Несколько раз я видел на его лице, в его взгляде, хитренькую и довольную усмешку человека, который, неожиданно для себя, нашел нечто спрятанное им. Он спрятал что-то и - забыл: где спрятал? Долгие дни жил в тайной тревоге, всё думая: куда же засунул я это, необходимое мне? И боялся, что люди заметят его тревогу, его утрату, заметят и - сделают ему что-нибудь неприятное, нехорошее. Вдруг - вспомнил, нашел. Весь исполнился радостью и, уже не заботясь скрыть ее, смотрит на всех хитренько, как бы говоря:
"Ничего вы со мною не сделаете".
Но о том - что нашел и где - молчит.
Удивляться ему - никогда не устаешь, но все-таки трудно видеть его часто, и я бы не мог жить с ним в одном доме, не говорю уже - в одной комнате. Это - как в пустыне, где всё сожжено солнцем, а само солнце тоже догорает, угрожая бесконечной темной ночью.
ПИСЬМО
Только что отправил письмо Вам - пришли телеграммы о "бегстве Толстого". И вот,- еще не разъединенный мысленно с Вами,- вновь пишу.
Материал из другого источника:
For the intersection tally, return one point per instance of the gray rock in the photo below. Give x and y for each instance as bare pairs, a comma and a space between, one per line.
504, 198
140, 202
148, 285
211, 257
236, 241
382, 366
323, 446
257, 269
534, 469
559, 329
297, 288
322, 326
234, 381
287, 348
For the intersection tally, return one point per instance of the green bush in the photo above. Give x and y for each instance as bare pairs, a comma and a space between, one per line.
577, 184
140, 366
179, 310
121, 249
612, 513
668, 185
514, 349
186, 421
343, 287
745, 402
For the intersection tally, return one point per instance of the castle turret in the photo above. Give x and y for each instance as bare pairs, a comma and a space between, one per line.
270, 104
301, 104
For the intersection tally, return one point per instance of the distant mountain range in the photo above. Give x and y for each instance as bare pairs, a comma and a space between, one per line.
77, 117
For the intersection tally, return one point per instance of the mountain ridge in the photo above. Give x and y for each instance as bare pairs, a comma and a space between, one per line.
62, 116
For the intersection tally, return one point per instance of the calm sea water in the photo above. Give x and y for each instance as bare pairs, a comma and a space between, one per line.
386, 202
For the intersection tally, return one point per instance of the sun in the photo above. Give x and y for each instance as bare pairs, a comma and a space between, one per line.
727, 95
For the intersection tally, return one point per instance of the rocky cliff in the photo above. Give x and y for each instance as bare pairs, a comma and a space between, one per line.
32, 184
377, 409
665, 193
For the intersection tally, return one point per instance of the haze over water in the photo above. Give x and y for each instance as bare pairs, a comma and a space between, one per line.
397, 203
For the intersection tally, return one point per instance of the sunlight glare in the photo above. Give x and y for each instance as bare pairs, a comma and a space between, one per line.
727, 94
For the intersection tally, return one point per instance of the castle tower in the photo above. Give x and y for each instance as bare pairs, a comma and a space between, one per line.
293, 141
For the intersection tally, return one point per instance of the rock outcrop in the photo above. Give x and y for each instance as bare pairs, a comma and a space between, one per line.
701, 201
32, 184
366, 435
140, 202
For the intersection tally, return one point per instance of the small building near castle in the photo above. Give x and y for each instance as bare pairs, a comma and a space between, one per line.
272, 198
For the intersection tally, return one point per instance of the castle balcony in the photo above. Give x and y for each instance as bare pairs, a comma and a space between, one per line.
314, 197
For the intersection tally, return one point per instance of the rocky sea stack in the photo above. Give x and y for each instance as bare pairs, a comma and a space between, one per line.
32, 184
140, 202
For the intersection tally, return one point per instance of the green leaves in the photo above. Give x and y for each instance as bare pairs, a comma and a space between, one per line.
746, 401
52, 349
Вероятно, всё, что мне хочется сказать по поводу этой новости, скажется запутанно, может быть, даже резко и зло,- уж вы извините меня,- я чувствую себя так, как будто меня взяли за горло и душат.
Он много раз и подолгу беседовал со мною; когда жил в Крыму, в Гаспре, я часто бывал у него, он тоже охотно посещал меня, я внимательно и любовно читал его книги,- мне кажется, я имею право говорить о нем то, что думаю, пусть это будет дерзко и далеко разойдется с общим отношением к нему. Не хуже других известно мне, что нет человека более достойного имени гения, более сложного, противоречивого и во всем прекрасного, да, да, во всем. Прекрасного в каком-то особом смысле, широком, неуловимом словами; в нем есть нечто, всегда возбуждавшее у меня желание кричать всем и каждому: смотрите, какой удивительный человек живет на земле! Ибо он, так сказать, всеобъемлюще и прежде всего человек,- человек человечества.
Но меня всегда отталкивало от него это упорное, деспотическое стремление превратить жизнь графа Льва Николаевича Толстого в "житие иже во святых отца нашего блаженного болярина Льва". Вы знаете - он давно уже собирался "пострадать"; он высказывал Евгению Соловьеву, Сулеру сожаление о том, что это не удалось ему,- но он хотел пострадать не просто, не из естественного желания проверить упругость своей воли, а с явным и - повторю - деспотическим намерением усилить тяжесть своего учения, сделать проповедь свою неотразимой, освятить ее в глазах людей страданием своим и заставить их принять ее, вы понимаете - заставить! Ибо он знает, что проповедь эта недостаточно убедительна; в его дневнике Вы - со временем - прочитаете хорошие образцы скептицизма, обращенного им на свою проповедь и личность. Он знает, что "мученики и страдальцы редко не бывают деспотами и насильниками",- он всё знает! И все-таки говорит: "Пострадай я за свои мысли, они производили бы другое впечатление". Это всегда отбрасывало меня в сторону от него, ибо я не могу не чувствовать здесь попытки насилия надо мной, желания овладеть моей совестью, ослепить ее блеском праведной крови, надеть мне на шею ярмо догмата.